L'électiondentargentine a connu un rebondissement inattendu : le candidat pro-Bitcoin , Javier Milei, s'est retrouvé en difficulté dans les sondages. Sa position sur Bitcoin lui a permis de capter l'attention du public, dans un contexte d'intérêt croissant pour les cryptomonnaies et les défis économiques.
À l'issue du second tour des électionsdent, l'influence et la position de Javier Milei pourraient avoir des implications dynamiques pour l'avenir politique et économique de l'Argentine.
Javier Milei était le candidat favori à l'électiondent, mais son retard en deuxième position représentait déjà 90 % des votes exprimés. Il est à noter qu'il n'a pas remporté la victoire au premier tour. Il affrontera donc le ministre de l'Économie, Sergio Massa, lors d'un second tour le 19 novembre.
L'électiondentargentine
D'après les données fournies par Bloomberg le 23 octobre , avec plus de 90 % des votes dépouillés, Massa bénéficie d'un soutien plus important que Javier. Sergio est en tête avec plus de 36 % des voix, tandis que Javier recueille 30 %. Conformément à la législation régionale, les candidats doivent obtenir 45 % des suffrages ou une avance de 10 points pour remporter l'élection.
Les résultats ont montré que Milei avait remporté le plus grand nombre de voix lors des primairesdentd'août. À l'époque, il avait recueilli 30 % des suffrages du pays, ce qui le plaçait en tête des élections.
Javier Milei est considéré comme un économiste politique et un fervent défenseur Bitcoin . Sa vision repose sur l'exploitation optimale des cryptomonnaies pour l'Argentine, afin de favoriser sa stabilité économique. Son idée consiste à utiliser Bitcoin comme protection contre l'hyperinflation qui frappe le pays et qui a fortement impacté le pouvoir d'achat et l'épargne des citoyens.

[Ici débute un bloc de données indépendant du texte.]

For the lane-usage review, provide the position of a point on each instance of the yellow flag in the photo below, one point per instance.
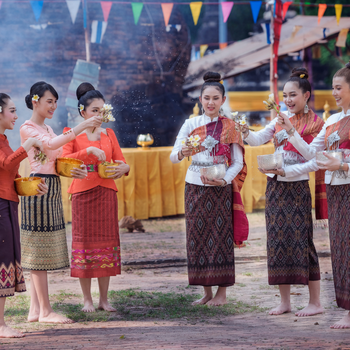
(202, 49)
(196, 10)
(338, 10)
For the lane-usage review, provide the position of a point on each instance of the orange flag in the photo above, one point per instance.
(167, 8)
(321, 10)
(338, 10)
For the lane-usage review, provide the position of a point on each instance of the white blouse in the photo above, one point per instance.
(318, 144)
(193, 177)
(295, 172)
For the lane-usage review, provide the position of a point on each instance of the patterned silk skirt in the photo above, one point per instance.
(43, 233)
(338, 197)
(209, 231)
(11, 274)
(95, 234)
(291, 254)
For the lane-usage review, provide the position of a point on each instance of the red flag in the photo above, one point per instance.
(285, 8)
(106, 9)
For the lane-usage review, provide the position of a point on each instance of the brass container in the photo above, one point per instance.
(102, 167)
(145, 141)
(27, 186)
(64, 166)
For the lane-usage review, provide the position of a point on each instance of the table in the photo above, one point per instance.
(155, 186)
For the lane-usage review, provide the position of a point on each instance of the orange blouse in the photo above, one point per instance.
(77, 149)
(9, 164)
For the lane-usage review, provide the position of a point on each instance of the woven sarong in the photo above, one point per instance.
(43, 233)
(95, 234)
(339, 234)
(11, 274)
(291, 254)
(209, 229)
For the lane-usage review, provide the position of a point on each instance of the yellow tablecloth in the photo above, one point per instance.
(155, 186)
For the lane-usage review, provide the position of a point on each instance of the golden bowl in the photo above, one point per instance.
(102, 167)
(144, 141)
(64, 166)
(27, 186)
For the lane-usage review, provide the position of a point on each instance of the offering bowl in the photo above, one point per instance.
(102, 167)
(27, 186)
(217, 171)
(271, 161)
(64, 166)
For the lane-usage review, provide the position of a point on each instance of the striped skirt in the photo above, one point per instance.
(338, 197)
(11, 274)
(95, 234)
(209, 235)
(291, 254)
(43, 233)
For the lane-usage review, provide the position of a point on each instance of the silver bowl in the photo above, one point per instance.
(217, 171)
(320, 157)
(271, 161)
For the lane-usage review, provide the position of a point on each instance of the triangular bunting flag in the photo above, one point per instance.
(106, 9)
(202, 49)
(285, 8)
(321, 10)
(338, 10)
(255, 6)
(341, 41)
(37, 7)
(98, 29)
(136, 10)
(167, 8)
(226, 9)
(73, 7)
(196, 10)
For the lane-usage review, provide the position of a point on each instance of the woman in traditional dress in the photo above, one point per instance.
(95, 230)
(334, 135)
(292, 257)
(43, 233)
(10, 250)
(215, 217)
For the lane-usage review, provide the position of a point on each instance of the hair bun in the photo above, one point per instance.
(212, 77)
(29, 102)
(83, 88)
(300, 72)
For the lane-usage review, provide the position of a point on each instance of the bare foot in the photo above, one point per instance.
(218, 300)
(106, 306)
(33, 317)
(310, 310)
(7, 332)
(280, 309)
(203, 300)
(343, 323)
(88, 307)
(55, 318)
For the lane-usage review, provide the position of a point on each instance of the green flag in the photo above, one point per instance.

Il proposait notamment d'adopter le Bitcoin comme réserve de valeur alternative. Cela permettrait aux entreprises et aux particuliers du pays de protéger leur patrimoine contre la dévaluation du peso argentin.
Javier Milei se considère comme un capitaliste ancré. Il s'est rallié à la cause pour réduire la taille de l'État, abolir la Banque centrale argentine et privilégier le dollar américain au détriment du peso argentin. Cette politique aurait des répercussions sur le Salvador, pays favorable Bitcoin. Son parti de coalition, La Libertad Avanza, est qualifié de formation politique libertarienne.
La position de Javier Milei sur les monnaies numériques en Argentine
Javier Milei est également un philosophe de l'économie profondément ancré dans le libéralisme classic. Il prône une intervention minimale de l'État, le capitalisme de marché libre et une réduction des impôts. De ce fait, il a trouvé un écho favorable auprès des citoyens en difficulté, victimes des dures réalités d'une économie en crise.
Son positionnement libertarien a favorisé sa course contre les politiciens traditionnels, et son idée de soutenir les monnaies numériques a favorisé le soutien de la jeune génération en quête de changement.
Selon les autorités électorales, le taux de participation aux élections générales a été d'environ 74 %, ce qui représente une augmentation par rapport aux primaires d'août, mais une baisse significative par rapport au taux de participation de 81 % enregistré lors des élections précédentes et le taux de participation le plus faible depuis le retour à la démocratie en 1983.
Compte tenu de sa position de favori lors de la primairedent, Javier Milei a pris du retard ces derniers temps, signe d'une division parmi les électeurs. De ce fait, le second tour offre au candidat favori l'opportunité d'exposer clairement ses objectifs pour l'élection du chef de l'État argentin et de présenter sa vision d'une politique favorableBitcoin .
Selon Javier Milei, la banque centrale escroque facilement ses citoyens avec des monnaies fiduciaires par le biais de l'inflation et utilise le Bitcoin pour relever ce défi. Par ailleurs, Massa a manifesté son intérêt pour le lancement d'une monnaie numérique de banque centrale (MNBC) s'il était élu.
Massa souhaite résoudre le problème de l'inflation persistante, mais a abandonné l'idée d'adopter le dollar américain . L'inflation annuelle en Argentine avoisine les 140 %.
Cette situation a plongé 40 % des citoyens argentins dans la pauvreté et a aggravé la crise de la dette. Le 19 novembre, les Argentins éliront leur prochaindent, dont le mandat sera de quatre ans.
Le vainqueur sera confronté à une économie qui peine à maintenir la vie en vie : les réserves de la banque centrale sont épuisées, une récession est anticipée à la suite d'une grave sécheresse et un programme de 44 milliards de dollars soutenu par le Fonds monétaire international (FMI) est dans un état précaire.